Ich werde einen einwandfreien und professionellen Test liefern.

Als Hardware wird ein Intel Core 2Duo E7300@1.25V und ein Intel Core i3 540@1.2V benützt. Zum Auslasten der CPU benütze ich das Programm "Core Damage (Version 0.8h)".
Der Testaufbau wird offen aufgebaut in einem Raum mit ungefähr 20° Lufttemperatur.
Es wird darauf geachtet das andere Komponenten die Kühlleistung nicht beeinflussen.

Wenn erwünscht hätte ich auch noch zwei Reverenzkühler (Scythe Mugen 2 Rev. B @standard Lüfter und Scythe Ninja @standard Lüfter) und als Reverenzlüfter würde ich den "Arctic F12"² (120mm) und den "Aerocool Shark Black Edition"² (140mm) verwenden.
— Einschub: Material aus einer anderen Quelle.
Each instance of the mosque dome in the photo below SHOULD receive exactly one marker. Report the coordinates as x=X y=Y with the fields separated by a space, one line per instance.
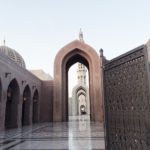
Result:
x=13 y=55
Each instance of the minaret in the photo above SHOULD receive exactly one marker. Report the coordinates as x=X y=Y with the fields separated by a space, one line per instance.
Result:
x=81 y=74
x=81 y=36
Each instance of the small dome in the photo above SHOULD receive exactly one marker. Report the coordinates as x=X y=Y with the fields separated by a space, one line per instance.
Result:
x=13 y=55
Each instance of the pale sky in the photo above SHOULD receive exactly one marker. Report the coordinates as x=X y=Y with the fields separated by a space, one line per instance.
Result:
x=38 y=29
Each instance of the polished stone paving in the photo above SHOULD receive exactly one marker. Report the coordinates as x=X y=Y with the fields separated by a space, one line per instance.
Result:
x=77 y=134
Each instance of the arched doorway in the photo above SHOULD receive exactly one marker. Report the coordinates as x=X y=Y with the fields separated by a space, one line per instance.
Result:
x=11 y=113
x=26 y=106
x=0 y=90
x=35 y=107
x=76 y=52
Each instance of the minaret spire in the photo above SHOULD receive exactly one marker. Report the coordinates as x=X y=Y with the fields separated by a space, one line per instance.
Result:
x=4 y=41
x=81 y=36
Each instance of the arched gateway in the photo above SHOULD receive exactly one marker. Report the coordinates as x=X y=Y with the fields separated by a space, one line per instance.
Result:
x=76 y=51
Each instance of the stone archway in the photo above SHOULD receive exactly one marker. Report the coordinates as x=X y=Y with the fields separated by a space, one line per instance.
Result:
x=74 y=52
x=11 y=112
x=26 y=106
x=35 y=107
x=0 y=90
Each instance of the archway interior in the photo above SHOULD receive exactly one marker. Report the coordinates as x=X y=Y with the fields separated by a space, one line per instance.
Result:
x=26 y=106
x=0 y=90
x=11 y=113
x=35 y=107
x=78 y=91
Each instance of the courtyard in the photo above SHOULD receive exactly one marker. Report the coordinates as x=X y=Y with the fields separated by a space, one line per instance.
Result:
x=77 y=134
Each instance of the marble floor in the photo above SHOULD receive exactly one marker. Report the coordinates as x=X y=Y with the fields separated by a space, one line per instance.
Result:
x=77 y=134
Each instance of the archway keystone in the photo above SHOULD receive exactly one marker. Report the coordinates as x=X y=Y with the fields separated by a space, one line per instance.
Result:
x=76 y=51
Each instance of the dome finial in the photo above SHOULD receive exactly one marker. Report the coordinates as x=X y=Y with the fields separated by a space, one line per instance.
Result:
x=81 y=36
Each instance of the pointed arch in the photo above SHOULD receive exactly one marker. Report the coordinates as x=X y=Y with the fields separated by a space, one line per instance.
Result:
x=0 y=90
x=11 y=111
x=35 y=106
x=74 y=52
x=26 y=106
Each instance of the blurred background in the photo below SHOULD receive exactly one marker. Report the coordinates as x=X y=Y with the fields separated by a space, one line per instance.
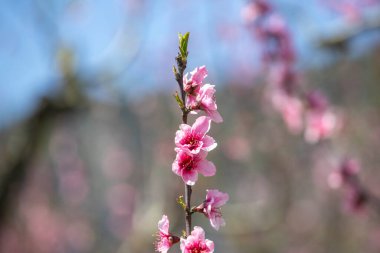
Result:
x=87 y=125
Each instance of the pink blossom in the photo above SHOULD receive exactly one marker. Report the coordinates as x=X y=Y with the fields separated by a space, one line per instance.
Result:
x=205 y=100
x=255 y=10
x=188 y=166
x=164 y=239
x=194 y=139
x=211 y=207
x=193 y=84
x=196 y=242
x=320 y=125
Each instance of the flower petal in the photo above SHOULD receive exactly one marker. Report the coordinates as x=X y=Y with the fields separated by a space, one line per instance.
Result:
x=201 y=126
x=206 y=168
x=163 y=225
x=190 y=176
x=198 y=233
x=209 y=143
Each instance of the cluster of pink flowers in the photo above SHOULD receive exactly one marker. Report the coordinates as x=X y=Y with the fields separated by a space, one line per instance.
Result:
x=201 y=96
x=346 y=176
x=192 y=146
x=300 y=110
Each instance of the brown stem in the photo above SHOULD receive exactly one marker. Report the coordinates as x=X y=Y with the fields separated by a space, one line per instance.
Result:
x=179 y=77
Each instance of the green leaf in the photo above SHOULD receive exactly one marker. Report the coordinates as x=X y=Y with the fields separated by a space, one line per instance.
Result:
x=181 y=105
x=183 y=42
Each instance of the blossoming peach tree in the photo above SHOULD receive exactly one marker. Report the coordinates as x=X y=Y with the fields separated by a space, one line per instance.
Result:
x=192 y=145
Nun hoffe ich auf einen positive Rückmeldung des PCGHX Teams.


----------



## Psycho1996 (20. Februar 2011)

Hi,
Ich wollte auch schon immer mal einen Testbericht über eine Hardware schreiben die noch NICHT von jemand anderem getestet wurde^^ Meine Review würde in etwas diesen Aufbau haben:
1. Unboxing/Erster Eindruck
2. Verarbeitung (Welchen Finger schneidet man sich zu erst ab)
3. Montage
4. Lautstärke (Subjektiv)
5. Temperaturen Prime/Zocken/Idle/OCed (Verschiedene Lüfter natürlich)
6. Design
7. Bilder/Impressionen

In allen Punkten kann ich Vergleiche zu einem Asus Lion Square ziehen... Und natürlich zum Boxed Kühler von AMD

Meine Mühle besteht aus:
-Phenom II X4 940 BE (Wird Testweise "Gefoltert")
-4 GB Kingston DDRII-800 RAM 
-ATI Radeon HD 4890 @ 1GHz/1,1GHz @ Zerotherm Kühler
-Sharkoon Rebel 9 Pro (Fliegt raus weil kein gescheiter Kühler reinpasst )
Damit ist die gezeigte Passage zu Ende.